The Abstract Factory Pattern¶
A “Creational Pattern” from the Gang of Four book
Verdict
The Abstract Factory is an awkward workaround for the lack of first-class functions and classes in less powerful programming languages. It is a poor fit for Python, where we can instead simply pass a class or a factory function when a library needs to create objects on our behalf.
The Python Standard Library’s json
module
is a good example of a library
that needs to instantiate objects on behalf of its caller.

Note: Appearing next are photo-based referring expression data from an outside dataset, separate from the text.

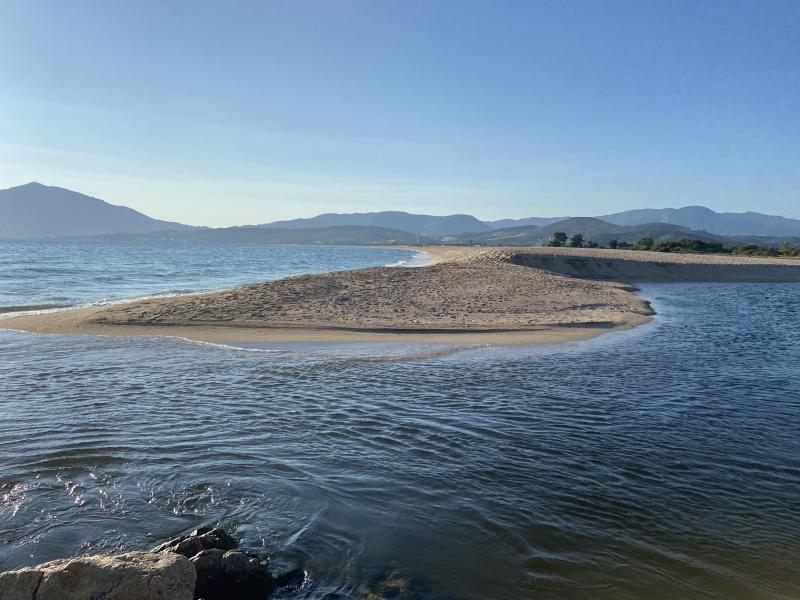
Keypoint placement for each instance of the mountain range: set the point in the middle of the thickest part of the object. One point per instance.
(36, 211)
(40, 211)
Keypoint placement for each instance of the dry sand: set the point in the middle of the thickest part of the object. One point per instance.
(467, 295)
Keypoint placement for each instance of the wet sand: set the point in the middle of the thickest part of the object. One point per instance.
(466, 296)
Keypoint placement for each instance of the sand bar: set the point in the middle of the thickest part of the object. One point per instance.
(466, 296)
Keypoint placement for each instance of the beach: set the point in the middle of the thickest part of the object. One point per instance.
(465, 295)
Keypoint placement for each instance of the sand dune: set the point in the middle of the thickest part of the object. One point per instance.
(475, 295)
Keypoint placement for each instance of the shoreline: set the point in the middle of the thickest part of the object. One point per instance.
(463, 296)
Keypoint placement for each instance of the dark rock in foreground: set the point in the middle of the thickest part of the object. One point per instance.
(132, 576)
(202, 565)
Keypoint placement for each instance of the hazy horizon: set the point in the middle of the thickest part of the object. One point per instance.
(279, 111)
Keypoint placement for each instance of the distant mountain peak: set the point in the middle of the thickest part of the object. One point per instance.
(34, 210)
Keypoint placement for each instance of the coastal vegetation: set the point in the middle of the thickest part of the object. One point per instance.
(689, 246)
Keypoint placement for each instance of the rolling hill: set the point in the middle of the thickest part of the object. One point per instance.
(699, 217)
(39, 211)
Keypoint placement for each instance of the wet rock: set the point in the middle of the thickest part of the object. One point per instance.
(204, 538)
(231, 575)
(293, 580)
(132, 576)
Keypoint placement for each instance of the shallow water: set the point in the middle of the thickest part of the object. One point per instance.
(75, 273)
(663, 462)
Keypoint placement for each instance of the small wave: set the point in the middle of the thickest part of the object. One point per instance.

Consider a JSON string like this one:
text = '{"total": 9.61, "items": ["Americano", "Omelet"]}'
By default, the json
module’s loads()
function
will create unicode
objects
for the strings "Americano"
and "Omelet"
,
a list
to hold them,
a Python float
for 9.61
,
and a dict
with unicode
keys for the top-level JSON object.
But some users will not be content with these defaults.
For example, an accountant would probably be unhappy
with the choice of a float
to represent an exact amount like “9 dollars 61 cents”

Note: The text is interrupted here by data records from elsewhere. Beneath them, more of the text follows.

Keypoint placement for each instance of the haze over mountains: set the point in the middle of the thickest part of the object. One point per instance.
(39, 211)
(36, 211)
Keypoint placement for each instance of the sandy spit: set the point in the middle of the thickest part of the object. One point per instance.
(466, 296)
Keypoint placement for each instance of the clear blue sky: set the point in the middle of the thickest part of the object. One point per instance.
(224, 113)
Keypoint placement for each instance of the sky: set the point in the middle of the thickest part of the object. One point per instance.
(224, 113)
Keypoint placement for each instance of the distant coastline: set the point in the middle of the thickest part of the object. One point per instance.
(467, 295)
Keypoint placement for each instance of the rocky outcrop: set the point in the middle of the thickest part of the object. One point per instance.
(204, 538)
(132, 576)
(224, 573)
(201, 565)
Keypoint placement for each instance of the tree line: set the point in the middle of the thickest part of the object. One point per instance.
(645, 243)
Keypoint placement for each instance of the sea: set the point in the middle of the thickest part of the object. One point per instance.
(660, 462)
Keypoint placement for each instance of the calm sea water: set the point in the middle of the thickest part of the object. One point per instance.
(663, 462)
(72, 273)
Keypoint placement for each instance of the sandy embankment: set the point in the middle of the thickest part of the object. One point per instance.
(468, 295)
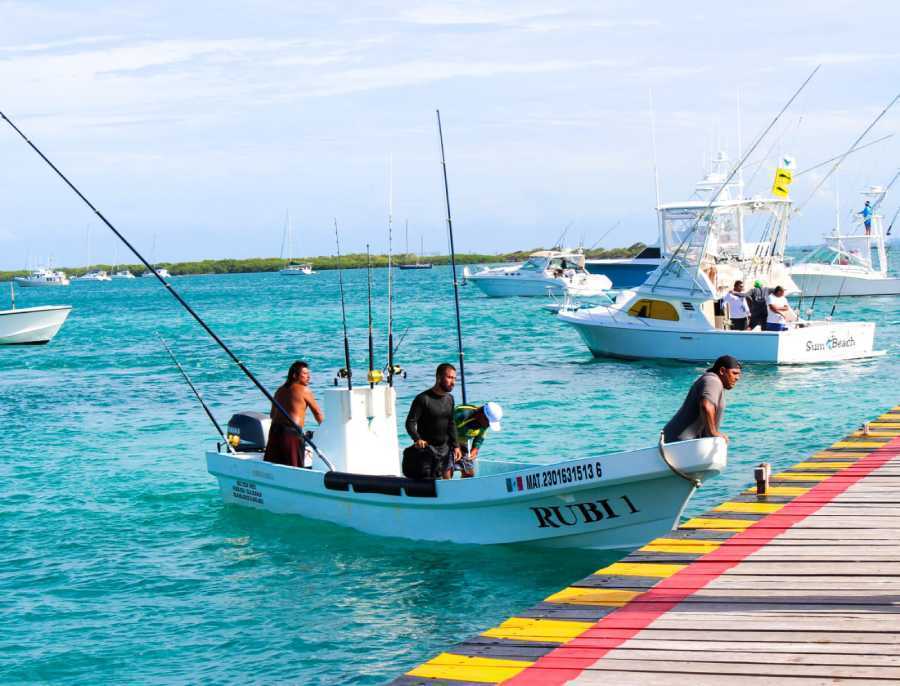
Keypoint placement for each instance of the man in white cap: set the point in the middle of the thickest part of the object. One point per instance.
(472, 423)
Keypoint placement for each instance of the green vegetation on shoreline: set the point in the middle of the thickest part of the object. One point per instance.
(351, 261)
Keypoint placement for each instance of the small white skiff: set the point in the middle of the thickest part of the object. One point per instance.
(617, 500)
(31, 325)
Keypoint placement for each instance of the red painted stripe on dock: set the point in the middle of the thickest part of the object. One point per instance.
(570, 660)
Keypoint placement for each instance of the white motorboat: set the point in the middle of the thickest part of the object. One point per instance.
(602, 501)
(554, 272)
(97, 275)
(854, 264)
(162, 271)
(31, 325)
(42, 277)
(672, 315)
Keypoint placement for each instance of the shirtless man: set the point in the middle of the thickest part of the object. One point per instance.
(285, 446)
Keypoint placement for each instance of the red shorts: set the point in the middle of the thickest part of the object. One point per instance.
(285, 446)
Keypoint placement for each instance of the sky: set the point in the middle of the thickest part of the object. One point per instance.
(195, 127)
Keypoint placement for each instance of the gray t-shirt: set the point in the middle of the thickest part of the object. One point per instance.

and would prefer an exact Decimal
instead.
The need to control what kind of numeric object the json
module creates
is a specific instance of a general problem:
- In the course of performing its duties, a routine is going to need to create a number of objects on behalf of the caller.
- But the class that the routine would instantiate by default does not cover all possible cases.
- So instead of hard-coding that default class and making customization impossible, the routine wants to let the caller specify which classes it will instantiate.
First, we’ll look at the Pythonic approach to this problem. Then we’ll start placing a series of restrictions on our Python code to more closely model legacy object oriented languages, until the Abstract Factory pattern emerges as the best solution within those limitations.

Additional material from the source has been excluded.